Il "conta turisti" basato su Open Data concepito da un ingegnere andato a lavorare negli Stati Uniti permette di capire i flussi in tempo reale

Numeri aggiornati in tempo reale per avere in qualsiasi momento il polso dei flussi turistici che interessano il centro storico. Tutto si basa sugli Open Data, ossia le informazioni "libere" reperibili sul Web. Dopodiché basta trovare il modo di organizzarle e decriptarle, in modo da fornire loro un senso. E' il progetto Venice Project Center che, come riporta il Gazzettino, è stato partorito un quarto di secolo fa dall'ingegnere veneziano Fabio Carrera. Non qui, ma negli Stati Uniti.

E' stato oltreoceano che da tre decenni si è messo a studiare come pianificare le "smart cities", ossia le città intelligenti. Per farlo servono i numeri, perché i grandi agglomerati urbani sono sistemi complessi in cui le variabili sono all'ordine del giorno. L'ingegnere, che lavora al Santa Fe Institute, è il padre del progetto "City Knowledge", poi applicato anche a Venezia.

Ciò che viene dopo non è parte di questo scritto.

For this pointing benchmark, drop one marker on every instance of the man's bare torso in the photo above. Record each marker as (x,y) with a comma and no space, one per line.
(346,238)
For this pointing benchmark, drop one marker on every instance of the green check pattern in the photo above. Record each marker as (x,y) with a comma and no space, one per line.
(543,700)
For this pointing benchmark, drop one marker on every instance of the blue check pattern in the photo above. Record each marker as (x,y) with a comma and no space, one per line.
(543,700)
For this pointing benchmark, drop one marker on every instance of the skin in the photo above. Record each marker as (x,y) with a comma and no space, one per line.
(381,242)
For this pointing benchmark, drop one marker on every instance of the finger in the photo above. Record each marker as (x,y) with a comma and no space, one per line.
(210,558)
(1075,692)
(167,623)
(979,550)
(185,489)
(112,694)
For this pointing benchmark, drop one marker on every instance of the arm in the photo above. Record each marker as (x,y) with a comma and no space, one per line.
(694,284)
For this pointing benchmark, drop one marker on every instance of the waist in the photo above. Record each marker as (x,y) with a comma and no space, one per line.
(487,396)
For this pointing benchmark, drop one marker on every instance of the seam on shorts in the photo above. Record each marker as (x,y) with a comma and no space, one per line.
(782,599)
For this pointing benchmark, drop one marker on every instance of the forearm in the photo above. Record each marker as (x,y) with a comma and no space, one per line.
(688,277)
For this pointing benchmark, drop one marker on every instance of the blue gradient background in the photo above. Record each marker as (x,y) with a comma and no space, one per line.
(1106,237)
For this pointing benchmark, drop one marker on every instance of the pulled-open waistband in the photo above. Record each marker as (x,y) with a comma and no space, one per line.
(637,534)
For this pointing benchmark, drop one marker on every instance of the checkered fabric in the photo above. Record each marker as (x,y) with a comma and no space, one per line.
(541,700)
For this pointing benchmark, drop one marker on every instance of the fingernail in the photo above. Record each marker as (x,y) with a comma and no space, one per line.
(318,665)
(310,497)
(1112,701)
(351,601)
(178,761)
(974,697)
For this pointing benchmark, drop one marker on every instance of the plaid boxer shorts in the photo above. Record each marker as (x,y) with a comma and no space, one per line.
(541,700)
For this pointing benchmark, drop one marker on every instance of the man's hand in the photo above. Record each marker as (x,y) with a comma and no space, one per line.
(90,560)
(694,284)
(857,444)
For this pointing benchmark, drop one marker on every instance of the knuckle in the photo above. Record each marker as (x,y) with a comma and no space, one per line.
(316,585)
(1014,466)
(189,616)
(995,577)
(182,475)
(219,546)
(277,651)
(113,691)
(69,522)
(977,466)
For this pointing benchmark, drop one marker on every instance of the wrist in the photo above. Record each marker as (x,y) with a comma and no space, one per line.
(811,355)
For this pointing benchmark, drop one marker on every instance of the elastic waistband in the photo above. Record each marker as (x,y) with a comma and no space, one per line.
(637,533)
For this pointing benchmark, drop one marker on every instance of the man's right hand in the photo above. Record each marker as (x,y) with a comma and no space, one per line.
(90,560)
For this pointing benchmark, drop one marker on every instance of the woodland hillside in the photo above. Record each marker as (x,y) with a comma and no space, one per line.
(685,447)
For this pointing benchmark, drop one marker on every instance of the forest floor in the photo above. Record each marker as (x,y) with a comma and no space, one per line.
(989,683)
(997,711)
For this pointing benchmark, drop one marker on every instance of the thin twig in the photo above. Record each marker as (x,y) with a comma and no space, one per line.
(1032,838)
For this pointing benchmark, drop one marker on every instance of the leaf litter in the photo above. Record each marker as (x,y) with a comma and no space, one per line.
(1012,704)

I DATI - Attraverso il dashboard del sito internet dedicato al progetto lagunare, dunque, si scopre che lunedì alle 20 a Venezia c'erano 48.160 ospiti, giunti in 16.490 via aereo, 11,494 via treno, 1.425 in auto, 3.620 in autobus turistici, 2.389 con autobus di linea, 9.791 con navi da crociera, 2.951 con altre imbarcazioni. Di questi, 18.196 sono giornalieri. Dunque pendolari o turisti "mordi e fuggi". Martedì mattina alle 10, invece, il totale degli ospiti era 29.230, di cui 18.196 giornalieri. Più della metà. Naturalmente le proporzioni sono destinate a mutare durante la giornata, visto che il numero di "mordi e fuggi" è destinato a rimanere stabile, mentre quello degli arrivi turistici lieviterà. Ma al cospetto di due giorni feriali, si scopre che ormai il centro storico vive una situazione di pressione perenne. Anche perché il sistema permette attraverso le mappe interattive di conoscere flussi e mezzi di trasporto precisi che concorrono al dato aggregato in esame.

Naturalmente si tratta di numeri per forza di cose approssimatI, ma ben più aggiornati rispetto a quelli su cui, per esempio, si è basato il Piano urbano della mobilità approvato nel 2010, concepito attraverso lo schema degli arrivi a Venezia del 1997. Secondo Carrera, intervenuto sul Gazzettino, la soluzione per "monetizzare" al meglio questo tipo di flussi sarebbe quella di costringere chi giunge in centro storico a pernottare per almeno due giorni. Altrimenti nisba. E' il concetto del "minimum stay", già preso in considerazione in giro per il mondo.